All tiers will be interpreted as transcription of participant speech. If some tiers contain other annotations, use the –ignoreTiers command line switch to exclude them from the conversion using a regular expression, e.g.: –ignoreTiers=(segments.*)|(target)

By default, all words are converted to lowercase, and extraneous punctuation is removed. To disable this behaviour, use the –cleanOrthography=false command line switch.

Praat doesn't support participant meta-data, so the ‘spk2gender’ file is not generated.

Praat has no direct mechanism for marking non-speech annotations in their position within the transcript text. However, this converter supports the use of textual conventions in various ways to make certain annotations:

To tag a word with its pronunciation, enter the pronunciation in square brackets, directly following the word (i.e. with no intervening space), e.g.: …this was at Wingatui[wIN@tui]…
To tag a word with its full orthography (if the transcript doesn't include it), enter the orthography in round parentheses, directly following the word (i.e. with no intervening space), e.g.: …I can't remem~(remember)…
To insert a noise annotation within the text, enclose it in square brackets (surrounded by spaces so it's not taken as a pronunciation annotation), e.g.: …sometimes me [laughs] not always but sometimes…
To insert a comment annotation within the text, enclose it in curly braces (surrounded by spaces), e.g.: …beautifully warm {softly} but its…

To enable these transcription conventions, use the –useConventions command-line switch.

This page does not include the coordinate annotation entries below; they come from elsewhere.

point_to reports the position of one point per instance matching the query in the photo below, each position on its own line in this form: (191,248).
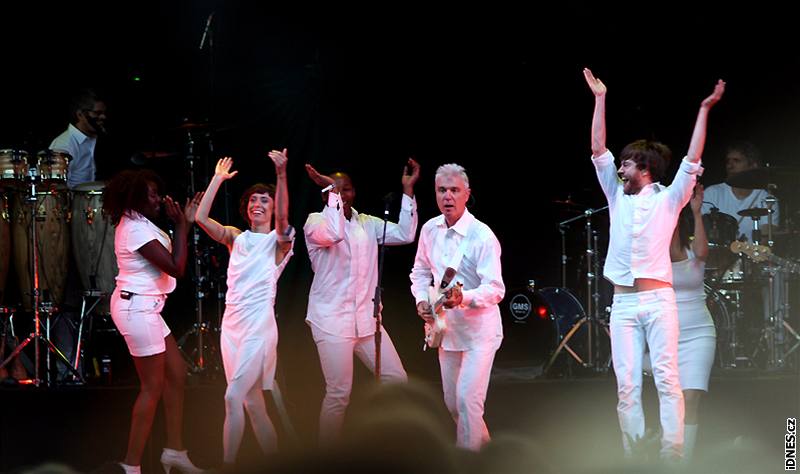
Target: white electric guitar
(434,332)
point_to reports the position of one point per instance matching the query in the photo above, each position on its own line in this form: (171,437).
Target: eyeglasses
(94,112)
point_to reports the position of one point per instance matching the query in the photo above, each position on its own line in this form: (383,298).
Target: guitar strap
(455,262)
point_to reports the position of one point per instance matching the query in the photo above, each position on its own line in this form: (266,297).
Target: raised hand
(410,179)
(454,296)
(280,158)
(190,208)
(715,96)
(595,84)
(425,311)
(321,180)
(223,169)
(697,199)
(174,212)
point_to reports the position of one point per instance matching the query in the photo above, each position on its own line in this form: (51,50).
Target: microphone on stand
(205,31)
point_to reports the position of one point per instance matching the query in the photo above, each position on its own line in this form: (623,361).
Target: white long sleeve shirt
(81,147)
(476,324)
(344,258)
(642,224)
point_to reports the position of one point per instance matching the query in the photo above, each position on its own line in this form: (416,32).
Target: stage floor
(573,421)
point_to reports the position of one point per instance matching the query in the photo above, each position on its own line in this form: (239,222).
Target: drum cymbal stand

Deserializing from “Praat TextGrid” text/praat-textgrid

Command-line configuration parameters for deserialization:


`--commentLayer=`Layer	Commentary
`--noiseLayer=`Layer	Noise annotations
`--lexicalLayer=`Layer	Lexical tags
`--pronounceLayer=`Layer	Manual pronunciation tags
`--renameShortNumericSpeakers=`Boolean	Short speaker names like ‘S1’ should be prefixed with the transcript name during import
`--allowPeerOverlap=`Boolean	Allows TextGrids with, for example, multiple segment tiers, if the underlying annotations are invalid and have overlapping segments.
`--utteranceThreshold=`Double	Minimum inter-word pause to trigger an utterance boundary, when no utterance layer is mapped. 0 means ‘do not infer utterance boundaries’.
`--useConventions=`Boolean	Whether to use text conventions for comment, noise, lexical, and pronounce annotations
`--ignoreLabels=`String	Regular expression for annotation to ignore, e.g. <p:> to ignore MAUS pauses

Serializing to “Kaldi Files” text/x-kaldi-text

Command-line configuration parameters for serialization:


`--orthographyLayer=`Layer	Orthography tags
`--pronunciationLayer=`Layer	Pronunciation tags
`--genderLayer=`Layer	Participant gender
`--prefixUtteranceId=`Boolean	Whether to prefix utterance IDs with the speaker ID or not.
`--wavBasePath=`String	Base path to prefix all wav files names.